The idea that accurate speech is maintained by auditory feedback is supported by the observation that subjects change the sound of their voice to compensate for auditory perturbations that alter their speech sounds (Houde and Jordan, 1998; Jones and Munhall, 2005; Purcell and Munhall, 2006a,b; Villacorta et al., 2007; Feng et al., 2011). However, unlike in studies of sensorimotor adaptation and motor learning in limb movement (Shadmehr and Mussa-Ivaldi, 1994; Krakauer et al., 2000), a significant percentage of subjects in auditory studies fail to compensate for auditory perturbations. One possible reason is that, in contrast to the nearly uniform way in which people are observed to use sensory feedback to control limb movements (van Beers et al., 2002), the integration of sensory feedback during speech might differ significantly among individuals. Some individuals may even rely more heavily on somatosensory feedback during the production of some speech sounds (Yates, 1965).

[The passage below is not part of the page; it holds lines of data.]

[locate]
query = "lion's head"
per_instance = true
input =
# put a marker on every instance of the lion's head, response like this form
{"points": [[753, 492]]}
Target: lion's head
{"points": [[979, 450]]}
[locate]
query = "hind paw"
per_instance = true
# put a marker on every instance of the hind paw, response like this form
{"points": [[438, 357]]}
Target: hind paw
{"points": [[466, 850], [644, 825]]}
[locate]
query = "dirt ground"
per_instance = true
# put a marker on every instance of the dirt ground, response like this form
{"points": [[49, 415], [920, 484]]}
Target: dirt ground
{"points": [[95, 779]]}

We tested this idea by simultaneously altering auditory and somatosensory feedback during speech production. We placed the two sensory systems in competition to determine the relative reliance on each. To do this, using two experimental paradigms adapted from studies of speech motor learning, both somatosensory and auditory feedback were altered in real time, alone or in combination, as subjects repeated a consonant-vowel-consonant word. A robotic device that caused subtle changes in the movement of the lower jaw altered somatosensory feedback; an acoustical effects processor that lowered the first formant frequency of the vowel sound altered auditory feedback. The amount of compensation for each perturbation was used as a measure of sensory reliance.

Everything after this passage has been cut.